LA LETTRE DE GUY MOQUET NE PRESENTE AUCUN INTERET HISTORIQUE ET PEDAGOGIQUE

« 17 ans et demie, ma vie a été courte, je n’ai aucun regret si ce n’est de vous quitter tous. Je vais mourir ?? » Si elle peut déclencher une certaine émotion, la lettre écrite par Guy Môquet au camp de Châteaubriant le 22 octobre 1941, quelques heures avant son exécution, n’a absolument aucun intérêt sur le plan historique ou pédagogique. Cette lettre est une simple lettre d’adieu d’un adolescent qui s’apprête à mourir. Il n’y est nullement fait mention des activités qui ont amené Guy Môquet à être arrêté, de sa vision de la France et de la résistance face à l’occupant.

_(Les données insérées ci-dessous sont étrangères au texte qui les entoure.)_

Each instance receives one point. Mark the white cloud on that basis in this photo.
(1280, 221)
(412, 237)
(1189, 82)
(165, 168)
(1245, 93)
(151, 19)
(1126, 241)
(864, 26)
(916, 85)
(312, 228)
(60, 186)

Pourquoi, si cette lettre était si importante sur le plan historique et pédagogique, ne figure-t-elle dans quasiment aucun manuel d’histoire de classe de première ?

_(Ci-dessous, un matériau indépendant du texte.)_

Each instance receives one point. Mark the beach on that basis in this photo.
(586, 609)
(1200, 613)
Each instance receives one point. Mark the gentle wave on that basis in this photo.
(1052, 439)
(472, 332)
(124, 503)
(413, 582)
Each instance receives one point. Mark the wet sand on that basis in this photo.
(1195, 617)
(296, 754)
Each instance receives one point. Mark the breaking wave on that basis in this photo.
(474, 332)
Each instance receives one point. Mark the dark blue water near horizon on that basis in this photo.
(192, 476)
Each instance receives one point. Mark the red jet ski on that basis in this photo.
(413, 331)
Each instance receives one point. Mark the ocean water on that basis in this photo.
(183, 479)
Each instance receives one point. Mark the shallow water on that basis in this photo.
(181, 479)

Le choix des documents doit appartenir aux enseignants et les documents doivent être insérés dans des séquences permettant de les contextualiser. La Seconde Guerre mondiale n’est abordée qu’en fin de programme de première. Quel intérêt, dans ces conditions, de lire quelques semaines après la rentrée un document à des élèves qui n’ont pas encore étudié le cours dans lequel celui-ci doit s’insérer ?

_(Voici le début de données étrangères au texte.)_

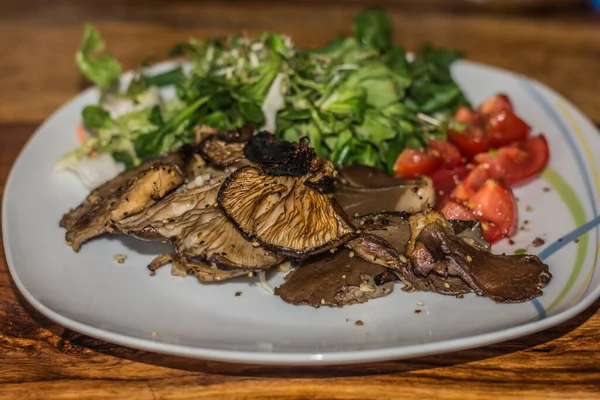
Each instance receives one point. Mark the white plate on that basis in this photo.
(90, 293)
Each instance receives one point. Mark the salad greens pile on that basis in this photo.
(358, 99)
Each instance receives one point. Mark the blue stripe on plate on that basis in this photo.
(554, 247)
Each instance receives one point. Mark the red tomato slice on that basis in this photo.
(447, 151)
(495, 105)
(471, 183)
(517, 163)
(496, 203)
(412, 163)
(505, 128)
(454, 210)
(472, 141)
(465, 115)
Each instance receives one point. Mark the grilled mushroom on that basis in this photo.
(226, 148)
(199, 230)
(333, 280)
(384, 240)
(435, 248)
(204, 272)
(127, 194)
(284, 203)
(362, 190)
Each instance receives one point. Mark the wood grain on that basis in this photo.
(559, 45)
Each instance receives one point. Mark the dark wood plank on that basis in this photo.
(557, 44)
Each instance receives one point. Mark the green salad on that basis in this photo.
(359, 98)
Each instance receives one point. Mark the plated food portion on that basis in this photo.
(277, 204)
(355, 166)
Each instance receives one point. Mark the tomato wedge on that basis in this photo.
(519, 162)
(447, 151)
(505, 128)
(496, 203)
(412, 163)
(454, 210)
(465, 115)
(495, 105)
(471, 183)
(472, 141)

L’HISTOIRE NE FAIT PAS BON MENAGE AVEC LA MEMOIRE

Les premières déclarations publiques de Nicolas Sarkozy ayant suivi son élection laissent clairement deviner son intention : en célébrant la mémoire de Guy Môquet et de plusieurs résistants exécutés au Bois de Boulogne juste avant la Libération de Paris, le nouveau président prenait le contre-pied de Jacques Chirac en 1995 avec le discours prononcé à l’occasion de la commémoration de la rafle du Vel d’Hiv dans lequel il évoquait la responsabilité de l’Etat français dans la déportation des juifs. Contre un discours de repentance, Sarkozy préférait pour sa part souligner le rôle de ceux qui n’avaient pourtant été qu’une minorité, les résistants. Une attitude que l’on a pu retrouver sur un tout autre sujet lors de ses déclarations sur l’Afrique (volonté de souligner des aspects positifs à la colonisation). En cherchant à redonner une place essentielle à Guy Môquet au sein de la mémoire collective, Sarkozy essaie donc de minorer les aspects les moins glorieux de la période (collaboration, attentisme des Français) pour n’en retenir que les plus glorieux (engagement d’une minorité de Français dans une action de résistance face à l’occupant allemand). Mais la mémoire, qui apparaît sélective, n’est pas l’Histoire, qui doit permettre d’évoquer tous les aspects d’une période et de ne pas en retenir simplement quelques uns. Si mémoire et histoire sont un vieux couple, elles doivent faire chambre à part : la question de la mémoire n’est pas le problème des enseignants d’histoire et un cours d’histoire ne saurait être une célébration ou une commémoration.

Pour les raisons mentionnées ci-dessus, nous ne participerons donc pas
à la lecture de la lettre de Guy Mocquet le 22 octobre 2007.